Just for fun, here’s a quick look of the top movies of 2008, from a box-office perspective:
1. The Dark Knight: $531,001,578
2. Iron Man: $318,313,199
3. Indiana Jones and the Kingdom of the Crystal Skull: $317,023,851
4. Hancock: $227,946,274
5. Wall-E: $223,806,889
6. Kung Fu Panda: $215,434,591
7. Madagascar: Escape 2 Africa: $177,016,810
8. Twilight: $176,922,850
9. Quantum of Solace: $166,820,413
10. Dr. Seuss’ Horton Hears a Who!: $154,529,439
That looks pretty much like what an annual list of box-office blockbusters has usually looked like in recent decades: cartoons, action movies, comic books, science fiction… What’s interesting this year is that there’s a slightly larger intersection of movies the critics are praising with the ones audiences showed their approval of by opening their wallets. Multiple critics organizations have already ranked both Wall-E and The Dark Knight as among the very best movies of the year, and it’s not out of the question at the moment for either film to receive an Oscar nomination for Best Picture. (Wall-E is sure to be nominated for, and win, the Best Animated Film Oscar, but that’s not the one I’m referring to here.)
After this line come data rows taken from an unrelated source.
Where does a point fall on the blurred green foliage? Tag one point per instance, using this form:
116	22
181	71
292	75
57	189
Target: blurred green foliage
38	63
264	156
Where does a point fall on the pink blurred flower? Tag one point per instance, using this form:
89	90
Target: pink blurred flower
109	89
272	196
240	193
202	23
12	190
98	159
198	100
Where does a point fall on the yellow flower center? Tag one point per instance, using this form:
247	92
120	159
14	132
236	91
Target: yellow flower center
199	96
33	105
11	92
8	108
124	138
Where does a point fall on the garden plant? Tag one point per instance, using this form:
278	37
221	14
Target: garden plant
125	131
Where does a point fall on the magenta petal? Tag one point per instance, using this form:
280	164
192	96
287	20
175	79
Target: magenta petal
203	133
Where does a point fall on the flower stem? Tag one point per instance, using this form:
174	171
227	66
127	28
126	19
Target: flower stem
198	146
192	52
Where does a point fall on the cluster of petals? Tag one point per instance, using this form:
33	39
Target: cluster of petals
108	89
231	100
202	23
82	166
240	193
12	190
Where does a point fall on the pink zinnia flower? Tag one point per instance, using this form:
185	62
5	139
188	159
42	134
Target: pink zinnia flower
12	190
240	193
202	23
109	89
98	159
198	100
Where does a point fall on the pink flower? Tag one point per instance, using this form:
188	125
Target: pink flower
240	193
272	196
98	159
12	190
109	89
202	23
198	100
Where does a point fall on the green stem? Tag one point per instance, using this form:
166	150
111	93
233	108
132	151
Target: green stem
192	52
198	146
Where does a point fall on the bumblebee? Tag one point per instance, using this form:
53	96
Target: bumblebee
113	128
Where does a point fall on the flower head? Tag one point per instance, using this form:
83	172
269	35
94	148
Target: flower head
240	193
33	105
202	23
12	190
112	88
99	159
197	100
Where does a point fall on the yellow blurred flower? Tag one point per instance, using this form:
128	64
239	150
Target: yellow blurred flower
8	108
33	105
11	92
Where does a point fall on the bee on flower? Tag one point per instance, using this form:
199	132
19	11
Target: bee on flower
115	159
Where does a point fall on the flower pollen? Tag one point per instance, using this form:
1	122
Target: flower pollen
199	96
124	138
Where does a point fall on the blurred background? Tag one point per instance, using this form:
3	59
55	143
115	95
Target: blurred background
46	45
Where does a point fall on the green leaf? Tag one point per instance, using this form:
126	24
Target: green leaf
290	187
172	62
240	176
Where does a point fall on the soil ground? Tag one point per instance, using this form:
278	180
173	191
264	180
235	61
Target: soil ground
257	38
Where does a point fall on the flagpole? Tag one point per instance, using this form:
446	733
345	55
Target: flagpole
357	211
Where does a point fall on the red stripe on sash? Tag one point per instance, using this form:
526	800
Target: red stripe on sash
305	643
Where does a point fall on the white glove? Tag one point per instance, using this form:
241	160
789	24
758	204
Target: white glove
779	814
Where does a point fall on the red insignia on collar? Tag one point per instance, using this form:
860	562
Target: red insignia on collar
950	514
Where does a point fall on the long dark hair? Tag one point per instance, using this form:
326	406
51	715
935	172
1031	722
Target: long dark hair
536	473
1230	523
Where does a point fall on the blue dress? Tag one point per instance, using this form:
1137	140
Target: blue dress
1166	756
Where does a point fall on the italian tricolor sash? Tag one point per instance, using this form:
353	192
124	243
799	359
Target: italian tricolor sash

You have to go back to 2001-3 to the Lord of the Rings trilogy to find a similar intersection. And then it was just one film each year that was hugely popular with both audiences and critics. A quick glance at the top films of each of the last 20 years suggests that usually, there isn’t any overlap, and in a good year, there’s one movie critics and audiences agree on.
And here we have two. I’d like to think that it’s all as I have been saying for years now: that the geeky movies are growing up, combined with the fact that there are now more younger critics working today who understand geeky films in a way that older critics do not.
The entire list of the top 150 films of 2008 is available at Box Office Mojo.